Taylor’s post indicates that the Bureau of Economic Analysis has some very interesting data on output and prices down to state and local levels. This would really help with a project of disaggregating the economy. Here is a recent press release about the data.

Equity without capital, twenty years later

I received a review copy of Capitalism without Capital: The Rise of the Intangible Economy, by Jonathan Haskel and Stian Westlake, which has a 2018 copyright date.

1. My first reaction is to be a bit miffed that my name is not in the index. Nick Schulz and I wrote a book on the intangible economy, and the first edition appeared in 2009. Going back even further, in 1998 I wrote an essay called Equity without Capital. That essay is still interesting to read, and it anticipated some of the central issues in their book. But probably fewer than 200 people saw it when I wrote it.

2. Hal Varian and Carl Shapiro aren’t in the index, either. That is a less forgivable omission. Information Rules sold well.

3. I hurried through the book, and I was inclined to give it a mixed review. But when I re-read it, I only re-read the sections that I liked the first time. I decided that those sections are really good. Now I am inclined to give the book a strong recommendation.

4. The organization of the book is excellent. The good news is that you usually can skip to the end of the chapter and read its conclusion to get the main point. The bad news is, well, why not just condense the book into an extended essay? And if you left out the sections of the book that did not do much for me, the extended essay would work even better.

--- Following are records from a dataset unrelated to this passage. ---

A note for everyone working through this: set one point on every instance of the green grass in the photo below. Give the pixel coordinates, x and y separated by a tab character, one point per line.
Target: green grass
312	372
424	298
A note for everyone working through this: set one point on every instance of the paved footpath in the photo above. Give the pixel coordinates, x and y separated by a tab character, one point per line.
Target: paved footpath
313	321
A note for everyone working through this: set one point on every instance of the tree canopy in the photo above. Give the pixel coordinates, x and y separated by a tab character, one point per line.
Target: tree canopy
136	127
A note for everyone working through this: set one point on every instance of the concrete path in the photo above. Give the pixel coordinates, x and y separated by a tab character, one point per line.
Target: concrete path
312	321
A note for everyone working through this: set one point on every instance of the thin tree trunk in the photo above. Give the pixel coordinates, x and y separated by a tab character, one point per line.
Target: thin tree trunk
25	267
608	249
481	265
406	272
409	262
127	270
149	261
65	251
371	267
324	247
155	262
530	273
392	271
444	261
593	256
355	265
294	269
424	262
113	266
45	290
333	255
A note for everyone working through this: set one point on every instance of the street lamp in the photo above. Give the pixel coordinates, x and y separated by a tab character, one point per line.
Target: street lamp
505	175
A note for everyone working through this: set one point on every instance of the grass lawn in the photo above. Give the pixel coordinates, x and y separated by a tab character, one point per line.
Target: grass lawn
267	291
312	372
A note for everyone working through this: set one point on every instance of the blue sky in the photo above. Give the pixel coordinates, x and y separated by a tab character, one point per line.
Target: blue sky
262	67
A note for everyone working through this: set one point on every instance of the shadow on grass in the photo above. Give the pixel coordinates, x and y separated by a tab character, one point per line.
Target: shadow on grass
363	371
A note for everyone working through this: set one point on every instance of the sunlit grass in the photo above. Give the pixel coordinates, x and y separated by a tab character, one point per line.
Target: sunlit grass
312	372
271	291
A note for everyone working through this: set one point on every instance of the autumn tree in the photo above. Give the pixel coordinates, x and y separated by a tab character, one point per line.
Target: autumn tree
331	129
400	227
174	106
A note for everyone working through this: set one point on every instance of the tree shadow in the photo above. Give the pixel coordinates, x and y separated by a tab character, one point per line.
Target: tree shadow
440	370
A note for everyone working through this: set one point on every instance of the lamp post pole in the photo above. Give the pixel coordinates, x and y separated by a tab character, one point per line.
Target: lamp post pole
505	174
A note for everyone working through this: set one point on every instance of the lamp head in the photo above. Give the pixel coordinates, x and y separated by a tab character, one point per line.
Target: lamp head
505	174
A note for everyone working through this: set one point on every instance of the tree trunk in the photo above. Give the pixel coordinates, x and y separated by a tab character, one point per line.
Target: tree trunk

Gosh, I am really being hard on them, for some reason. It really is a first-rate book. I’m not sure why I keep wanting to talk about what I don’t like about it. But, here I go again:

5. They make a big deal about recent literature that arrives at measures of intangible capital. However, as they point out, such measures are fraught.

Their analysis says that intangible capital has four s’s: sunk costs (investments in assets that cannot be re-sold); scale (network effects and path dependency can bring very high returns); synergies (combinations of ideas are worth more than the ideas are worth separately); and spillovers (ideas are easily copied or imitated).

This implies, as they recognize, that intangible capital can be worth much more than what it costs to obtain, because of scale and synergies. But it can be worth much less than what it costs to obtain, because of sunk costs in non-marketable assets. In bankruptcy, you can sell off the office furniture and the fleet of trucks (tangible assets), but not the business process that proved unsustainable or the failed attempt to establish a brand (sunk costs).

But the measures of intangible capital use acquisition cost as the measure of investment in intangible capital. That may be a reasonable way to value tangible capital. But to me, their four s’s imply that intangible capital’s value cannot be reliably represented by its acquisition cost.

To get technical, Tobin’s q is the ratio of the market value of capital to its replacement cost. Think of it as the ratio of the stock price of a firm to the acquisition cost of its assets. For tangible capital, q should be close to 1. But for firms with a lot of intangible capital, like The Four, it is much, much greater than 1. Tyler Cowen’s recent column, Investors are celebrating the tech revolution, says that the current high values of q are a positive signal about future economic growth.

Of course, for many dotcom stocks in the 1990s, q shot way up before dropping to zero, which is what my essay was predicting. But by the way, one of the stocks I was skeptical about back then was Amazon, and if you held onto that, the losses on the rest of your 90’s doctcom portfolio might not trouble you.

Looking at this balance between superstar value and failure, the authors propose that, well, on average, the value of intangible capital for the whole economy ought to be somewhere close to what it costs. I thought they were just hand-waving at that point.

They understand well enough that intangible capital is not exactly like tangible capital in the neoclassical model. But I do not think that they are ready as I am to take the next step and jettison the neoclassical framework.